Seam boards—where a deck board (or boards) is installed that runs at a right angle to the main field decking, usually to avoid butt joints and to get the best usage of decking lengths—typically require additional blocking for support. Most deck builders simply nail (or screw) joist blocking between two main deck joists, with no other connection to hold the ladder-like assembly together. But Wood has found that as the decking expands and contracts over time, the blocking gets pulled away from the joists because of the weak connection into the blocking end grain. So Wood reinforces the blocking with DTT2Z brackets or 1⁄2-inch-diameter threaded rod (or both) installed every 6 feet to hold the assembly together.

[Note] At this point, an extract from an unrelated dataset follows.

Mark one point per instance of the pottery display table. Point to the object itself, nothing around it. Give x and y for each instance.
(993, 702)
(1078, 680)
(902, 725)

When you’re installing blocking, Wood cautions that it should always be installed vertically, rather than on the flat. While flat blocking offers more surface area for nailing, vertical blocking is stronger. And even when the flat blocking is protected by a peel-and-stick membrane, Wood has found that water still manages to penetrate the assembly and work its way into the attachment points. Before long, the connection loosens, allowing water and debris to accumulate, eventually leading to rot.

Railings and Stairs

If deck plans include a poured concrete landing for a set of stairs, Guertin tries to cast the landing at the same time as the footings. That means one less delivery for the batch truck, or—if the concrete is mixed on site—less time setting up and cleaning up the mixer.

When you’re installing the stair stringers, Matt Breyer points out that it can be tough to keep the bottom of the framing from twisting with all the abuse the lower rail posts get. To help strengthen this assembly, Breyer installs both vertical and horizontal blocking, which not only locks the posts in place and ties the stringers together, but also provides solid support for the decking.

Finally, when you’re installing guard posts, Guertin recommends optimizing guard-post spacing to match the lengths of the rail system being used. By precisely positioning the posts so that the rails fit exactly between them, you’ll save cutting time, and the spacing between the last baluster and post will match the spacing between the balusters.